Al di là delle valutazioni nel merito, non è escluso che a Israele si stata risparmiata la sospensione perché Netanyahu ha alleati potenti. Uno di loro è il più potente di tutti, è il presidente degli Stati Uniti e ha una voglia matta di usare il calcio e lo sport per fare politica. «Sarà il più grande evento sportivo della storia», aveva detto Trump lanciando il conto alla rovescia per i Mondiali 2026 dal suo Studio Ovale. Era raggiante, come sempre quando si tratta di fare propaganda: per la Casa Bianca organizzare i Mondiali significa soprattutto poter comandare l’agenda mediatica più o meno a piacimento.
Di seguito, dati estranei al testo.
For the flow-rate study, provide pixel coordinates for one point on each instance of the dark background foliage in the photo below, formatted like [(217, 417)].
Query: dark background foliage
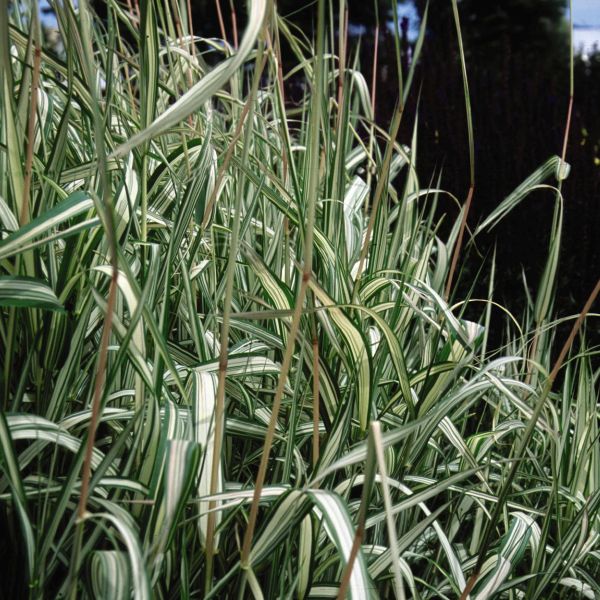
[(518, 67), (517, 55)]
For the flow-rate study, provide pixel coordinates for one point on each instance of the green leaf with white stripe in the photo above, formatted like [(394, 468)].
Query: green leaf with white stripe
[(27, 292)]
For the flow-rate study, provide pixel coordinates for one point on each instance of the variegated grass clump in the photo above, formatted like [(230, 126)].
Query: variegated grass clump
[(232, 361)]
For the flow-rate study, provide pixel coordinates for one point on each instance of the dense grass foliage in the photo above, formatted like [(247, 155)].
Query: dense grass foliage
[(231, 361)]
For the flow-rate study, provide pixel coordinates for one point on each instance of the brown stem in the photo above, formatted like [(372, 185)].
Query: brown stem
[(381, 184), (459, 241), (316, 416), (97, 397), (233, 23), (221, 22), (35, 82), (264, 460)]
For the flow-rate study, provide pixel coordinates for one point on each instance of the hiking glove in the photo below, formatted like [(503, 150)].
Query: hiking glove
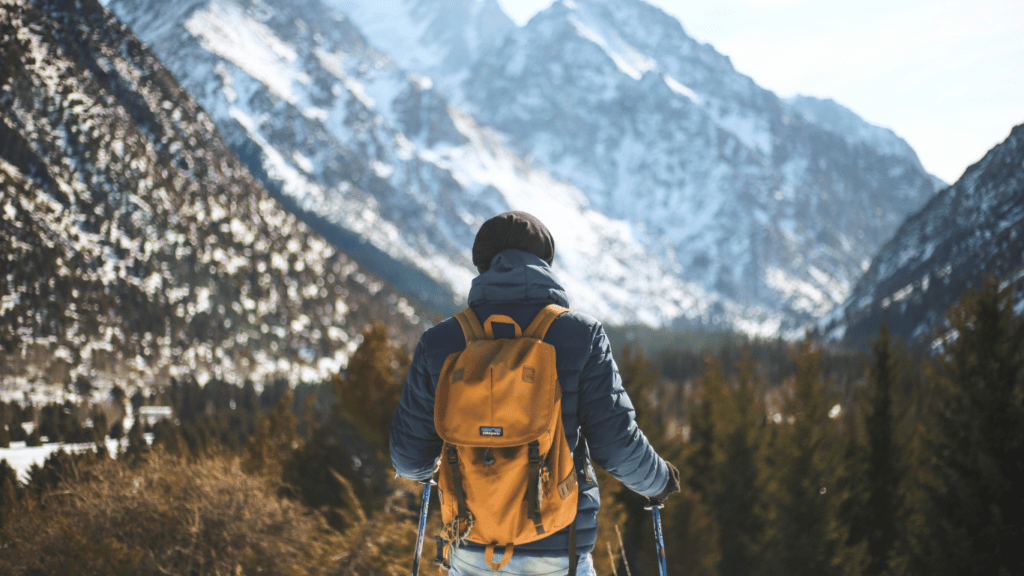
[(672, 486)]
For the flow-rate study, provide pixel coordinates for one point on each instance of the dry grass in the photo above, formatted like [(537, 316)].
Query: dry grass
[(170, 516)]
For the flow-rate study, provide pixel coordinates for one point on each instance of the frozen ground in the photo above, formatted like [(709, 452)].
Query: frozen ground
[(22, 457)]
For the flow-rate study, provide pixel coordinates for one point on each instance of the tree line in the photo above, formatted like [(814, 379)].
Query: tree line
[(797, 458)]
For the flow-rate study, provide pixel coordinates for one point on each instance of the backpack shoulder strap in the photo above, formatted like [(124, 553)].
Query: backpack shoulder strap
[(539, 328), (471, 327)]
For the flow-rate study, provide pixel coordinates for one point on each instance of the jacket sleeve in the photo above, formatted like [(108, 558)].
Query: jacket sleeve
[(608, 421), (415, 444)]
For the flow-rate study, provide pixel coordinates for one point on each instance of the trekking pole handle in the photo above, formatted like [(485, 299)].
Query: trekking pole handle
[(652, 503), (655, 508), (424, 505)]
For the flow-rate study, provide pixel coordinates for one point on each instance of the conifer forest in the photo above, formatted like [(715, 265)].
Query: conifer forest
[(224, 225), (796, 457)]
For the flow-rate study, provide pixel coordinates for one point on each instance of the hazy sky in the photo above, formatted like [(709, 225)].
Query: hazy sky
[(945, 75)]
A novembre 2026, Trump cercherà di ottenere il massimo possibile alle elezioni di midterm, che potrebbero azzoppare la sua amministrazione o ingrossare ancora la maggioranza Repubblicana al Congresso. Sarà un voto cruciale anche per il futuro del trumpismo come movimento politico: la sua importanza va oltre il mandato che si chiuderà nel 2028. Per questo i Mondiali serviranno all’amministrazione per mettere il presidente e i suoi slogan in bella mostra. L’interesse di Trump per lo sport non nasce con la sua discesa in politica. È stato un assiduo frequentatore degli US Open, è un membro della WWE Hall of Fame, tifa per i New York Yankees e già nei primi anni Duemila aveva messo a disposizione il suo casinò di Atlantic City per ospitare gli incontri della UFC. Eppure durante questo secondo mandato presidenziale tutto ha fatto un salto di scala, anche per quanto riguarda la presenza agli eventi sportivi. Durante la campagna elettorale, Trump ha assistito a incontri di UFC a Las Vegas e New York. Quest’anno ha visto dal vivo Super Bowl a New Orleans, la Daytona 500, i Campionati NCAA di Wrestling a Philadelphia e la finale maschile degli US Open. E negli ultimi giorni ha seguito da vicino i primi colpi della Ryder Cup.
L’immagine più potente però resta quella della Coppa del Mondo per club della scorsa estate. La scenetta in campo al termine della finale tra Chelsea e Paris Saint-Germain è stata a dir poco surreale. Sul prato del MetLife Stadium era tutto pronto per i festeggiamenti del Chelsea, Infantino e Trump consegnavano un trofeo enorme nelle mani del capitano Reece James. A un certo punto il cerimoniale si inceppa: se Infantino si fa da parte, dice qualcosa a Trump che sorride gagliardo, sembra annuire o forse non ha capito una parola, il presidente degli Stati Uniti resta imbabolato davanti ai giocatori del Chelsea, di fianco a James che lo guarda senza parole. Robert Sánchez ha l’ardire di urlare qualcosa a una spanna dal volto del presidente. A quel punto possono iniziare i festeggiamenti. James solleva il trofeo. Trump è stretto tra i calciatori, sembra sbattere su Cole Palmer, non si sposta di un centimetro: non rinuncia al centro del palcoscenico. È la politica che entra in campo, si prende la scena, vuole appropriarsi di tutto.